Ambient – Natural conditions in the surrounding environment which may affect water quality in addition to the source pollution or source of contamination.
Assimilative capacity – The amount of pollution a water body can receive without noticeably affecting quality; this is governed by the natural ability of the water to dilute or transform contaminants.
Beneficial use – Water utilized for an accepted man-made use such as municipal water supply, industry, irrigation, mining, hydroelectric power, navigation, recreation, livestock raising, aesthetics, and aquatic life and wildlife
Biochemical oxygen demand (BOD) – The amount of oxygen that bacteria will consume while decomposing organic matter in a sealed sample without the presence of oxygen. The main focus of wastewater treatment plants is to reduce the BOD in the effluent discharged to natural waters.
Biochemical oxygen demand (BOD) Levels – Most pristine rivers will have a BOD below 1 mg/L. Moderately polluted rivers may have a BOD value in the range of 2 to 8 mg/L. Municipal sewage that is efficiently treated by a three-stage waste water treatment process would have a value of about 20 mg/L or less. Untreated sewage varies, but averages around 200 mg/L in the United States.
Brackish – Water that is more salty than fresh water but with less salinity than saltwater. Brackish water is usually found in estuaries where the amount of salinity is constantly fluctuating, like Mobile Bay.
Effluent – The out-flow water or waste water from any water processing system or device. Alternatively, effluent is the general term in waste water treatment for the final water which is discharged from a treatment plant, usually into a natural water source, after complete treatment to meet current effluent water quality standards. Effluent water is also often recycled as irrigation water for golf courses and some agricultural applications.
Non-point Source Pollution, NPS – Pollution not from one specific location. Non-point source pollution is caused by rainfall or snowmelt moving over and through the ground. As the runoff moves, it picks up and carries away natural and human-made pollutants, finally depositing them into lakes, rivers, wetlands, coastal waters and ground waters. It can include:
- excess fertilizers, herbicides and insecticides from agricultural lands and residential areas
- oil, grease and toxic chemicals from urban runoff and energy production
- sediment from improperly managed construction sites, crop and forest lands, and eroding stream banks
- salt from irrigation practices and acid drainage from abandoned mines
- bacteria and nutrient pollution from livestock, pet wastes and faulty septic systems
- Nutrient pollution – Pollution caused by fertilizers, yard debris, animal waste, stormwater runoff, sewage discharges and overflows.

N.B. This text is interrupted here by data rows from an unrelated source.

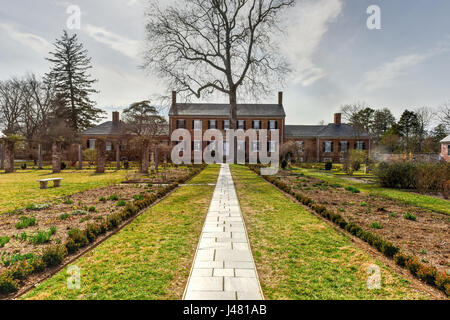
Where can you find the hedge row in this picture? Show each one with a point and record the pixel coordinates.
(10, 279)
(426, 273)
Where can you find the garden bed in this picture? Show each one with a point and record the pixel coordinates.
(76, 211)
(44, 236)
(419, 232)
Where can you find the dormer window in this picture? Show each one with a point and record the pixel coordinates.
(181, 124)
(212, 124)
(197, 124)
(241, 124)
(273, 124)
(256, 124)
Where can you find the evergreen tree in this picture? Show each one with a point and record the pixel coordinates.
(73, 83)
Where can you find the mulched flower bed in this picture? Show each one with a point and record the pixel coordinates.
(417, 231)
(72, 212)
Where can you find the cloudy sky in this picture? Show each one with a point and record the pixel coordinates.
(335, 58)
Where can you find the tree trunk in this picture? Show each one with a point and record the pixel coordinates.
(56, 157)
(144, 156)
(40, 156)
(80, 157)
(118, 155)
(9, 156)
(156, 158)
(2, 156)
(233, 119)
(101, 156)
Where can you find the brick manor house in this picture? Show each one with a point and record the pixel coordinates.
(315, 143)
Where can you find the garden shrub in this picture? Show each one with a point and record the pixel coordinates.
(3, 241)
(21, 270)
(409, 216)
(25, 222)
(413, 265)
(352, 189)
(54, 255)
(38, 207)
(77, 239)
(65, 216)
(121, 203)
(7, 283)
(396, 175)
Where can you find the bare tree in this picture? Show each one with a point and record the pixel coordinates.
(143, 122)
(10, 112)
(203, 46)
(444, 114)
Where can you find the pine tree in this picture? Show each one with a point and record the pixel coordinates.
(73, 83)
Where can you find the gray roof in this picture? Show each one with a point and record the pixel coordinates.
(324, 131)
(223, 110)
(108, 129)
(446, 139)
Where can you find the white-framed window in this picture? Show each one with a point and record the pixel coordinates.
(256, 124)
(328, 146)
(272, 146)
(197, 145)
(255, 146)
(343, 146)
(241, 145)
(226, 148)
(212, 124)
(181, 124)
(273, 124)
(360, 145)
(198, 124)
(300, 146)
(91, 144)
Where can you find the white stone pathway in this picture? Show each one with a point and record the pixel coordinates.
(223, 267)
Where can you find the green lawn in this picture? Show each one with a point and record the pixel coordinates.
(148, 259)
(298, 256)
(21, 188)
(423, 201)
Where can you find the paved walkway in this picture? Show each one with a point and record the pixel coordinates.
(223, 265)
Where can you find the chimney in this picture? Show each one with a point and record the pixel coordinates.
(280, 98)
(116, 117)
(174, 98)
(337, 118)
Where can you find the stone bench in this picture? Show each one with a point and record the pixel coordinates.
(44, 182)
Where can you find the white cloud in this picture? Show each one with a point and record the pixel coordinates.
(116, 42)
(307, 24)
(385, 75)
(30, 40)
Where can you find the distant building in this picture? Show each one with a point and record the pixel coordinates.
(445, 149)
(321, 143)
(316, 143)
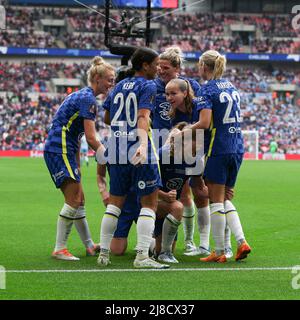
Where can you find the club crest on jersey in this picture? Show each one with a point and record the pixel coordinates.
(164, 111)
(174, 184)
(93, 109)
(141, 184)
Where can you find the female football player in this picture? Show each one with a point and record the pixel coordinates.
(220, 114)
(170, 63)
(75, 117)
(131, 102)
(184, 107)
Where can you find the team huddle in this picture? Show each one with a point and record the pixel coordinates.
(158, 173)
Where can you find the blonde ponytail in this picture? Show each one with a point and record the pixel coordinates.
(215, 62)
(174, 55)
(98, 67)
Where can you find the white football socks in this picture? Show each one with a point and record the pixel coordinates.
(218, 224)
(234, 222)
(108, 227)
(204, 226)
(82, 228)
(227, 237)
(145, 227)
(64, 226)
(188, 223)
(170, 228)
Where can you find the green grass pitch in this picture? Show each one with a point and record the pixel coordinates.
(267, 197)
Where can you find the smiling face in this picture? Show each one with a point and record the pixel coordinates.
(166, 71)
(151, 69)
(104, 83)
(175, 96)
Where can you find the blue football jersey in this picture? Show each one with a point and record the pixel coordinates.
(173, 176)
(161, 118)
(123, 103)
(67, 126)
(225, 134)
(189, 118)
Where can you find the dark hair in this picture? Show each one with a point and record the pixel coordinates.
(123, 72)
(142, 55)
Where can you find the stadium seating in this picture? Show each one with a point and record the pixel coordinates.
(79, 28)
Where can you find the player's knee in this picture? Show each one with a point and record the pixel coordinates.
(187, 201)
(201, 202)
(229, 193)
(177, 210)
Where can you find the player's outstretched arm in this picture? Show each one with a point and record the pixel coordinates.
(142, 130)
(204, 119)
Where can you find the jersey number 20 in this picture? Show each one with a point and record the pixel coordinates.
(130, 100)
(230, 99)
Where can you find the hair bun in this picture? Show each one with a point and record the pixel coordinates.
(97, 61)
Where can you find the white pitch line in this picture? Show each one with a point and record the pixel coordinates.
(147, 270)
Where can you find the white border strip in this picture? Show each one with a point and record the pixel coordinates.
(147, 270)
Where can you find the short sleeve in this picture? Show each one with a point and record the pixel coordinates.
(107, 102)
(147, 96)
(204, 101)
(88, 107)
(196, 87)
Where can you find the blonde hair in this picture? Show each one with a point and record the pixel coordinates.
(174, 55)
(215, 62)
(182, 132)
(98, 67)
(183, 85)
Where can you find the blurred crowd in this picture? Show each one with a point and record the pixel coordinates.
(24, 120)
(193, 32)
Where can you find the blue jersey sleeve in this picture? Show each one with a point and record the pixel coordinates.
(205, 100)
(88, 107)
(147, 96)
(196, 87)
(107, 102)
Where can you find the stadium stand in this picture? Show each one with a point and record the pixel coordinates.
(30, 94)
(77, 28)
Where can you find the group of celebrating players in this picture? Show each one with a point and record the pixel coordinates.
(152, 103)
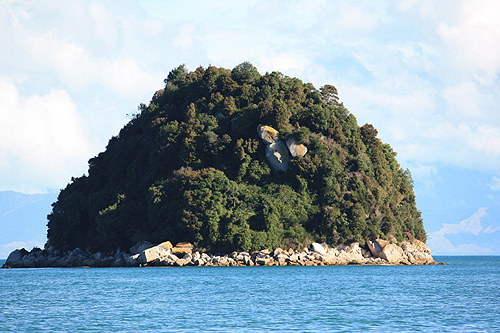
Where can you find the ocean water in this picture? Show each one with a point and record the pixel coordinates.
(461, 297)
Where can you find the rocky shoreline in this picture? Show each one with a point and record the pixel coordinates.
(144, 254)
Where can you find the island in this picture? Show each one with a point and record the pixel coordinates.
(237, 168)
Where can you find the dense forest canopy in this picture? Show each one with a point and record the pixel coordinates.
(191, 166)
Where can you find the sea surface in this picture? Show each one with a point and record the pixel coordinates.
(461, 297)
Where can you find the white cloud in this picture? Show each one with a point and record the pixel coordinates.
(471, 225)
(43, 140)
(475, 38)
(495, 184)
(440, 244)
(356, 18)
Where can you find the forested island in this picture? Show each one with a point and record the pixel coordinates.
(232, 160)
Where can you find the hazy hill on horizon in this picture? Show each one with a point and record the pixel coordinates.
(23, 220)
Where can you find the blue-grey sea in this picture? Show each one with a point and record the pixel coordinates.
(461, 297)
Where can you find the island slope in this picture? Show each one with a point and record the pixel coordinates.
(194, 166)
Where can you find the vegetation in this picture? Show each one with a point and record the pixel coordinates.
(190, 167)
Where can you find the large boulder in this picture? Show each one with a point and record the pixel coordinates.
(15, 258)
(278, 157)
(386, 250)
(295, 149)
(154, 253)
(183, 248)
(318, 248)
(268, 134)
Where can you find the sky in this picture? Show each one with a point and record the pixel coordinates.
(424, 73)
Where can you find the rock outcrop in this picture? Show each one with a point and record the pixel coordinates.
(295, 149)
(277, 152)
(377, 252)
(268, 134)
(277, 156)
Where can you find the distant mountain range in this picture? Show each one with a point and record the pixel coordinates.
(23, 220)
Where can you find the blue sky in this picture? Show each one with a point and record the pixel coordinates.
(424, 73)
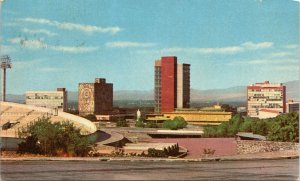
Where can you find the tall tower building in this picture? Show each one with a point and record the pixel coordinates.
(172, 85)
(95, 98)
(265, 97)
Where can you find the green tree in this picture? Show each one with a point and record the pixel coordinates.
(122, 123)
(90, 117)
(176, 123)
(54, 138)
(285, 128)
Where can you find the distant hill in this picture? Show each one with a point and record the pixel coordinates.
(232, 94)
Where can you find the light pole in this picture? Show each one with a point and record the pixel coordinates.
(5, 63)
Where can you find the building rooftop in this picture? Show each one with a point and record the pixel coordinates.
(269, 110)
(251, 135)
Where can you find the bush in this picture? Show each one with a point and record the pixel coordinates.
(152, 152)
(49, 138)
(91, 117)
(152, 124)
(140, 123)
(208, 151)
(176, 123)
(122, 123)
(284, 127)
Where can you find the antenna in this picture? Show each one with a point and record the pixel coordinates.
(5, 63)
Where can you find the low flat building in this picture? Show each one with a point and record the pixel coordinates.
(267, 113)
(48, 99)
(204, 116)
(201, 117)
(292, 106)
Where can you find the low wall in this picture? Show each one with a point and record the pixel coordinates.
(252, 146)
(89, 126)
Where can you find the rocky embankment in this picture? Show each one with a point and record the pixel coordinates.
(251, 146)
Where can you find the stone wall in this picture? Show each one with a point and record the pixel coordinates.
(251, 146)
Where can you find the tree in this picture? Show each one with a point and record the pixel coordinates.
(176, 123)
(285, 128)
(49, 138)
(90, 117)
(122, 123)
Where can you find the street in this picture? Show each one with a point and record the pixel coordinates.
(283, 169)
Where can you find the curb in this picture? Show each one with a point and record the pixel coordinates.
(213, 159)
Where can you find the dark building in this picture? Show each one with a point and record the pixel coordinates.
(95, 98)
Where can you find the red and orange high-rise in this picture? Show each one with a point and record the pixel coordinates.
(172, 85)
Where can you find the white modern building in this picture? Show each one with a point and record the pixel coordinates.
(48, 99)
(266, 96)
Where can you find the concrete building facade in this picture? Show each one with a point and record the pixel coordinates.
(265, 96)
(95, 98)
(172, 85)
(49, 99)
(292, 106)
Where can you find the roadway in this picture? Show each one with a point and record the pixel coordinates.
(283, 169)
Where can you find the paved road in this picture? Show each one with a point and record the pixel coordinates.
(124, 170)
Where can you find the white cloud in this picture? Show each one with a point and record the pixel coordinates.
(17, 64)
(247, 46)
(280, 54)
(286, 68)
(283, 61)
(73, 26)
(39, 44)
(74, 49)
(31, 44)
(50, 69)
(126, 44)
(39, 31)
(255, 46)
(6, 49)
(291, 46)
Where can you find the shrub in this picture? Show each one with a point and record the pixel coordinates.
(91, 117)
(122, 123)
(49, 138)
(152, 152)
(208, 151)
(140, 123)
(176, 123)
(284, 127)
(152, 125)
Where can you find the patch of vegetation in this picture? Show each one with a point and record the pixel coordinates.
(208, 151)
(90, 117)
(176, 123)
(140, 123)
(122, 123)
(54, 139)
(170, 151)
(284, 127)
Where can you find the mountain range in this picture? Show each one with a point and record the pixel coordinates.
(237, 94)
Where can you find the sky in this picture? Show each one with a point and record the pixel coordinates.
(55, 43)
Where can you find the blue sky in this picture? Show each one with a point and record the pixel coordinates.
(228, 43)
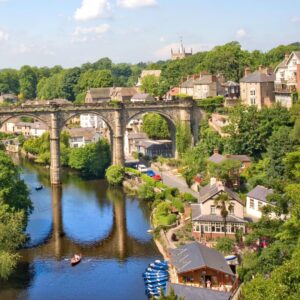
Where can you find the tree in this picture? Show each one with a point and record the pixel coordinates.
(183, 138)
(227, 171)
(28, 82)
(278, 145)
(225, 245)
(115, 175)
(223, 203)
(150, 85)
(155, 126)
(92, 160)
(13, 190)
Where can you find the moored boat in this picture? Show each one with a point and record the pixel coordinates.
(76, 259)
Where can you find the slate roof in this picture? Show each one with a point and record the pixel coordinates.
(218, 158)
(142, 96)
(150, 72)
(100, 93)
(196, 210)
(196, 256)
(195, 293)
(258, 77)
(218, 218)
(211, 190)
(87, 133)
(260, 193)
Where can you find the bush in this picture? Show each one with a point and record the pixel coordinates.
(115, 175)
(225, 245)
(146, 191)
(166, 220)
(187, 197)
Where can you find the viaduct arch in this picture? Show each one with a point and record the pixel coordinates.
(115, 115)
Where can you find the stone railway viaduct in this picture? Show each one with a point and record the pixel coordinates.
(115, 115)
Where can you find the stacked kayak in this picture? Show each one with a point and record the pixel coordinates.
(156, 277)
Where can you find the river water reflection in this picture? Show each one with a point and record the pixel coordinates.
(106, 226)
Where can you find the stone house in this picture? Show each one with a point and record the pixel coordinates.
(142, 97)
(122, 93)
(207, 220)
(197, 265)
(257, 88)
(97, 95)
(231, 90)
(8, 98)
(287, 80)
(201, 86)
(130, 141)
(180, 53)
(256, 199)
(156, 148)
(145, 73)
(217, 122)
(79, 137)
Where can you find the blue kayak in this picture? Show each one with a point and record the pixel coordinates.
(148, 281)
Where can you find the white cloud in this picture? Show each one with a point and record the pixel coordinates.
(3, 35)
(92, 9)
(241, 33)
(22, 49)
(165, 52)
(83, 34)
(136, 3)
(162, 39)
(295, 19)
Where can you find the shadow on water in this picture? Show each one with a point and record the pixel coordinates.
(88, 217)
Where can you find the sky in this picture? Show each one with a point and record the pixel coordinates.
(72, 32)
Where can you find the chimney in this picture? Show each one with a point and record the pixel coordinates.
(286, 56)
(298, 78)
(261, 68)
(213, 180)
(247, 71)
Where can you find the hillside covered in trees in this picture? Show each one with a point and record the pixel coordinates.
(50, 83)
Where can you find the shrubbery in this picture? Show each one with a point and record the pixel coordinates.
(115, 175)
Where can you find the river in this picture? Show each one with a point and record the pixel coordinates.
(107, 226)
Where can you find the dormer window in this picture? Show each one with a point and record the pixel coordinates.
(212, 209)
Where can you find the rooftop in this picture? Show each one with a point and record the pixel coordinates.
(195, 293)
(258, 77)
(195, 256)
(211, 190)
(260, 193)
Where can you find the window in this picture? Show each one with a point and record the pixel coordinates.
(253, 96)
(212, 210)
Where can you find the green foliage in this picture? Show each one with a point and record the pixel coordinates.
(211, 104)
(146, 191)
(28, 82)
(225, 245)
(278, 145)
(155, 126)
(13, 190)
(249, 129)
(115, 175)
(91, 160)
(183, 138)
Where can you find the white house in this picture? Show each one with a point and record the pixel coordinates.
(79, 137)
(287, 80)
(91, 121)
(256, 199)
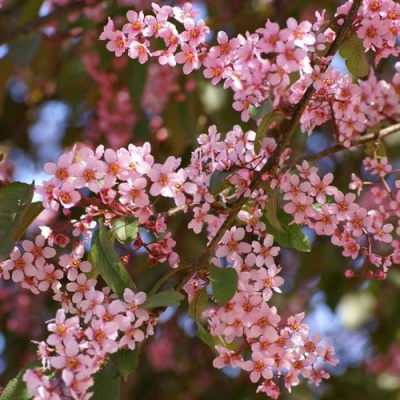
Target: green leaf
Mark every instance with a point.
(108, 263)
(219, 181)
(22, 49)
(223, 282)
(263, 127)
(14, 198)
(16, 388)
(377, 148)
(126, 360)
(353, 51)
(29, 11)
(292, 236)
(198, 304)
(270, 213)
(124, 229)
(204, 335)
(163, 299)
(107, 383)
(137, 81)
(261, 111)
(28, 215)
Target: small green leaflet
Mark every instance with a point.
(16, 388)
(124, 229)
(163, 299)
(224, 282)
(261, 111)
(107, 383)
(108, 263)
(378, 147)
(198, 304)
(353, 51)
(28, 215)
(15, 202)
(136, 82)
(219, 181)
(204, 335)
(292, 236)
(270, 213)
(126, 360)
(263, 127)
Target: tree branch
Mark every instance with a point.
(375, 136)
(273, 161)
(7, 36)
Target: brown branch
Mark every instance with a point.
(273, 161)
(7, 36)
(375, 136)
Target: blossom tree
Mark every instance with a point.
(152, 211)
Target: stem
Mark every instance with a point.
(379, 135)
(273, 161)
(165, 277)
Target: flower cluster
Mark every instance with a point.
(257, 66)
(378, 25)
(78, 346)
(278, 349)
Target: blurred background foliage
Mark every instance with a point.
(59, 86)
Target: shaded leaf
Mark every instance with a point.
(163, 299)
(270, 213)
(204, 335)
(223, 282)
(107, 383)
(124, 229)
(353, 51)
(108, 263)
(219, 181)
(263, 127)
(28, 215)
(137, 81)
(126, 360)
(13, 200)
(292, 236)
(198, 304)
(378, 147)
(29, 11)
(16, 388)
(21, 50)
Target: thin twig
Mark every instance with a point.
(370, 137)
(273, 161)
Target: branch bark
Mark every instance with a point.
(370, 137)
(202, 262)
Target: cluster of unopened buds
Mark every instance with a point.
(257, 66)
(104, 184)
(128, 181)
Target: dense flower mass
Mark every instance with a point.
(232, 189)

- Nutrient pollution can accelerate plant and algae growth.
Point source pollution – Water pollution coming from a single point or origin, such as sewage system outflow.
Reclaimed wastewater – Wastewater that has been treatedto a quality suitable for a beneficial use, such as irrigation.
Recycled water – Water that is used more than once before it returns to the natural system.
Salinity – the measure of salt dissolved in water.
Turbidity – The cloudiness of water, as caused by suspended sediments. The more turbid water is, the less available light for photosynthesis.
Wastewater treatment – The complete wastewater treatment process typically involves a three-phase process:
- In the primary process, untreated water is passed through a series of screens to remove solid wastes.
- In the secondary process, typically involving biological and chemical processes, screened wastewater is then passed through a series of holding and aeration tanks and/or ponds.
- The third process typically consists of filters and chlorine basins or ozone and ultraviolet radiation processes.